5. Pour mixture into your pan and bake for 20 – 25 minutes or until your cake is done.
Once your cake is cool and removed from the pan, you can make your frosting. In a mixer on high speed, whip 60 gm cream cheese with 30gm butter and 1 tsp lemon juice. Add 2-3 tbsp icing sugar and whip till smooth. Smooth over your cooled cake.
I’ve always wanted to bake a butter cake but somehow, some butter cake recipes are to be dumped. (I’ve tried a few and most turned out either too dense or too dry. I simply can’t stand a dry butter cake!)
Nic loves butter cakes. He loves anything with butter. He’s such a butter fiend that we can stockpile butter in the freezer. Each time we shop in Jusco or Tesco, he’ll comment that butter wasn’t this pricey when he was a kid. Still he’ll buy at least 3 blocks of butter.
So when there’s a butter sale, we buy butter and keep them. (Anyway we shop infrequently too so having more butter than less is always good – since I have those mad moments when I’d decide to bake something, anything after dinner. I am fortunate I live in my own home and no one can tell me I can’t bake at 11pm. My sis who lives at home with my parents sometimes get the nags when she starts having that itch to bake at 11pm.)
And so, butter tales aside, I’ve finally found a butter cake recipe I can live with.
I am not sure where I got this from as I often trawl blogs and websites for recipes – and these days with Pinterest (yup I am on Pinterest too), it’s a lot easier as everyone shares delicious finds.
The cake got the nod from Nic. Actually I’ve reduced the sugar – we normally take less sugar in our cakes if I can help it.
Then, two weeks ago, I went home to Banting to celebrate my Dad’s 70th birthday. It was a family affair – just my sisters, parents and my nephew and niece.
Back home, my sister introduced me to yet another butter cake recipe. This one, Mei says, was so scrumptious that her 9 year old son ate it all! Now my nephew is one picky boy. He’s mostly vegetarian because he can’t stand chicken or fish or anything weird (our regular food is weird to him). He can eat chicken rice without the chicken. He loves KFC cheesy wedges but that’s about all he really likes. So if he eats up most if not all of a butter cake my sis makes, it must have been really superb.
So Mei taught me the butter cake recipe which she obtained from a very dog-eared copy of Amy Beh’s recipe book.

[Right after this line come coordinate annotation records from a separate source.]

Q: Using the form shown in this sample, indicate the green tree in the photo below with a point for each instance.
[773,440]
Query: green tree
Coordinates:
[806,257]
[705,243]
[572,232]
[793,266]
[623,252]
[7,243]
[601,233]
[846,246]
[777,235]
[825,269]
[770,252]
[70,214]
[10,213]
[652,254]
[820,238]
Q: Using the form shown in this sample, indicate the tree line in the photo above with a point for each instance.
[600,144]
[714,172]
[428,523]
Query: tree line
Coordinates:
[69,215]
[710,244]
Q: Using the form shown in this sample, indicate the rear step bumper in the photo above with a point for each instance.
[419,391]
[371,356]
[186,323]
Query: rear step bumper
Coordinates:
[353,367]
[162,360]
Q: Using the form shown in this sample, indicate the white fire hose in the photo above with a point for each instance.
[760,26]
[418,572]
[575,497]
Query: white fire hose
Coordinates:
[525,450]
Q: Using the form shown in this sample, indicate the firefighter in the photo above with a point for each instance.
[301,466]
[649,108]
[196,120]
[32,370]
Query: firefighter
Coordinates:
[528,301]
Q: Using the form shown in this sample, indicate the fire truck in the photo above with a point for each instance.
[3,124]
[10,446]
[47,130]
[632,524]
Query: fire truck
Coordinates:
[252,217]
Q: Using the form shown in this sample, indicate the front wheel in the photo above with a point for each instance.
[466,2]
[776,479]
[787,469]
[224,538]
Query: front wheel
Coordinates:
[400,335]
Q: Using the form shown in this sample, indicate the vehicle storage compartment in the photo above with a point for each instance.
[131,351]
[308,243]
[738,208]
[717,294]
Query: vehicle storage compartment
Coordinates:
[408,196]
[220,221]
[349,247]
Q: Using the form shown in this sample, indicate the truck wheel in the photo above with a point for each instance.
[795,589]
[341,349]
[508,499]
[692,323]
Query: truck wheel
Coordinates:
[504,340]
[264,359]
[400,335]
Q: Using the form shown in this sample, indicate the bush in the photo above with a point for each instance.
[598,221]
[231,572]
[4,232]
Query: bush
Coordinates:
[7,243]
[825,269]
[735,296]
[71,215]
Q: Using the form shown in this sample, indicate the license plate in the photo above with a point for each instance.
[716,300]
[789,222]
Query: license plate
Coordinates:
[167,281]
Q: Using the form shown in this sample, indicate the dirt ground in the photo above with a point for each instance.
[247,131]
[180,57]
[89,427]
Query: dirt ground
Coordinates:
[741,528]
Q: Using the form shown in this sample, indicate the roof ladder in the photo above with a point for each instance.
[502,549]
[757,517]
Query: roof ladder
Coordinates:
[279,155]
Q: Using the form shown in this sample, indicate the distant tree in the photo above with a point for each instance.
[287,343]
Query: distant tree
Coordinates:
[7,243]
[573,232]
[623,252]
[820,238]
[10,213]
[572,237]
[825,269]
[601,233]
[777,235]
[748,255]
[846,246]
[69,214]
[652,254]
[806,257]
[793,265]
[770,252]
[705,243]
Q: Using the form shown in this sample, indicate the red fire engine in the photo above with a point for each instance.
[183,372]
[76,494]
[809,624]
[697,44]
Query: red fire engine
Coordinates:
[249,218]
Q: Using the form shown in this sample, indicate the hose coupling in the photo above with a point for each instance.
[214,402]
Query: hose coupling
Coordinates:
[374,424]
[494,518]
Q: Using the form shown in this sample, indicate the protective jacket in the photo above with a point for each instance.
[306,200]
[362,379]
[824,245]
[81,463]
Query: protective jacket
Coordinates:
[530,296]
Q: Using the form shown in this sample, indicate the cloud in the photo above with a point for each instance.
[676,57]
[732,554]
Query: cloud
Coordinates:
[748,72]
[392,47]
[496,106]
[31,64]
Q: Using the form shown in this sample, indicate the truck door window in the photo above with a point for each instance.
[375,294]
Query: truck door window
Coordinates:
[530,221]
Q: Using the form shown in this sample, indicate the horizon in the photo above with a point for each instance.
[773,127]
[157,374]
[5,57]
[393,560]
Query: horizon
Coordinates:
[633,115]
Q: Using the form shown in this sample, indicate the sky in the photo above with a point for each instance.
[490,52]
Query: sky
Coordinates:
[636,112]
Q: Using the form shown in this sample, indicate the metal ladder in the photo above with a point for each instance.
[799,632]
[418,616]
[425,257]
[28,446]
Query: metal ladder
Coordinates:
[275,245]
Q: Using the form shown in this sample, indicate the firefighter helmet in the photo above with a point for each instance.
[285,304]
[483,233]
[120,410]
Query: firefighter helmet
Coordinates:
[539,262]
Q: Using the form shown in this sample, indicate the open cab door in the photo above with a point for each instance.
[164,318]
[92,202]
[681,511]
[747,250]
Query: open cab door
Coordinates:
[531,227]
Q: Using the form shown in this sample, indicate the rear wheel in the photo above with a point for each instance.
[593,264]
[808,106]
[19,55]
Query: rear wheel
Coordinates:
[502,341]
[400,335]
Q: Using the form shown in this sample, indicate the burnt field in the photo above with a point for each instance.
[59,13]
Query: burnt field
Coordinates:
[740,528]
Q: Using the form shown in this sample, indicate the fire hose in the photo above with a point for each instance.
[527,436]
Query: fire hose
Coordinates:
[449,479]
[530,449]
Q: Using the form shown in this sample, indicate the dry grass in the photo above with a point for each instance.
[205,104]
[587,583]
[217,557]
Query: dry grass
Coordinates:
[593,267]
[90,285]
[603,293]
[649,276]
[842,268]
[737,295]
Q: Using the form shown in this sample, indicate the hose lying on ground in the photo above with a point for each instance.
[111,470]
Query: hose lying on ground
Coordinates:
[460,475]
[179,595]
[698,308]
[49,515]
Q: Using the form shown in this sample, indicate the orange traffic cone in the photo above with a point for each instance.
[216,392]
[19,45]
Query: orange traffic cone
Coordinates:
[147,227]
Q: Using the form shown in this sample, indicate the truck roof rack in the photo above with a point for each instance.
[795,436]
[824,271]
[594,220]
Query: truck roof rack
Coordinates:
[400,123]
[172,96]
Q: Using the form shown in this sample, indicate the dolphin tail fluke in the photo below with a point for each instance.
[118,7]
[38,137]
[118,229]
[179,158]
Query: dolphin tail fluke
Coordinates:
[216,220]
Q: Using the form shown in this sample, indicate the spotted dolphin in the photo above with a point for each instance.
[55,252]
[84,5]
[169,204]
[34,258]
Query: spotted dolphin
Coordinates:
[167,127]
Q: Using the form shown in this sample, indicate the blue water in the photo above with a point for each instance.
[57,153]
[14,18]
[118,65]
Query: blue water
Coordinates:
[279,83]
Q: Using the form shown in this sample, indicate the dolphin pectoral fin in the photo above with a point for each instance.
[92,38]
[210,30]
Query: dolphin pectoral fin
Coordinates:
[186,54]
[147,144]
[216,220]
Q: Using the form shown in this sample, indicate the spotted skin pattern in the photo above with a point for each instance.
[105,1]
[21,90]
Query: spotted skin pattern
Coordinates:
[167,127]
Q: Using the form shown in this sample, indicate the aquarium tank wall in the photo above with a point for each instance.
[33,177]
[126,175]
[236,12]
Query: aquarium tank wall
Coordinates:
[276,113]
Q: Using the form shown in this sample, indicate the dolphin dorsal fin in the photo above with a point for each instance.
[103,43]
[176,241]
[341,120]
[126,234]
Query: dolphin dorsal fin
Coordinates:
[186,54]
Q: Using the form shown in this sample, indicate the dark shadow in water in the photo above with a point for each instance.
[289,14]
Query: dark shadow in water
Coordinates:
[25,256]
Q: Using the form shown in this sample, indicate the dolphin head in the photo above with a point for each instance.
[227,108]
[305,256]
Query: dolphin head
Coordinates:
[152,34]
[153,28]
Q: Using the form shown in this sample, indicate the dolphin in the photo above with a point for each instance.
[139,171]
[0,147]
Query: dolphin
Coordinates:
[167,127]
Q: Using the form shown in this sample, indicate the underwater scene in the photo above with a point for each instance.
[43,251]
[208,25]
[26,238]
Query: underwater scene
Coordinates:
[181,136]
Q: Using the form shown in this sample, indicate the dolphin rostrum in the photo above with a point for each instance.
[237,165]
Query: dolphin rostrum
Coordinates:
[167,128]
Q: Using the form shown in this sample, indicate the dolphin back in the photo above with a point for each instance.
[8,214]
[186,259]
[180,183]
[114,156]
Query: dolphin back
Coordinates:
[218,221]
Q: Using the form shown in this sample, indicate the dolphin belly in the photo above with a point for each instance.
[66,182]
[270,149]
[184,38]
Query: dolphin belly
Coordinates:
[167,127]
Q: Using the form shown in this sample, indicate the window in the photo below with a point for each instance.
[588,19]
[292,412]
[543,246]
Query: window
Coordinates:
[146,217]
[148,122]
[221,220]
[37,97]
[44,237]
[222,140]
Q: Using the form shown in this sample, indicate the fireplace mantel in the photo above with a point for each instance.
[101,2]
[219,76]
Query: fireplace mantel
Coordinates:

This cake turned out wonderfully well. It was supremely light and tasted almost like a moist Japanese cheesecake. It had a bounce (which my first butter cake didn’t have) as a result of having meringue folded into the cake. It was a keeper and a winner. And this is one cake you can whip up quickly too.
I didn’t take photos of this moist and light butter cake as we were all so busy eating it! Promise to post when I next bake it which should be in the next few days as I am dying to eat this lovely butter cake again.
OK, now onwards to the recipe.
Butter Cake One
(this recipe is the denser butter cake recipe, the one I first made)
- 250 gm butter
- 150 gm castor sugar (originally was 200 gm but I never liked overly sweet cakes so I reduced it)
- 250 gm self raising flour
- 4 eggs
- 1/2 tsp soda bicarbonate
- 1/2 tsp orange essence (added to eggs)
- 1 tbsp condensed milk mixed with 6 tbsp hot water
1. Preheat oven (180C) and grease a square tin. (I am normally rather lazy and just grease and lightly flour the tin. This method works just as well as the parchment paper. Plus I don’t waste paper.)
2. Beat butter and sugar till fluffy.
3. Add eggs one at a time. Fold in flour and soda bicarbonate.
4. Stir in milk to combine.
5. Pour into tin and bake for 25-30 mins depending on your oven.
Butter Cake Two
(this is the lighter, fluffier butter cake that my sis made)
- 250 gm butter
- 100 gm castor sugar
- 5 egg yolks
- Rind of 1 lemon
- 1 tsp vanilla essence
- 150 gm self-raising flour sifted with 1 tsp salt
- 5 egg whites + 25 gm castor sugar (beat till stiff peaks form – or a meringue, as it’s called)
1. Beat castor sugar and butter until fluffy.
2. Add egg yolks one at a time and continue beating.
3. Add lemon rind and vanilla.
4. Fold in flour followed by meringue.
5. Pour into a greased and lined 20cm pan and bake in a preheated oven for 25- 30 minutes or until cake is done.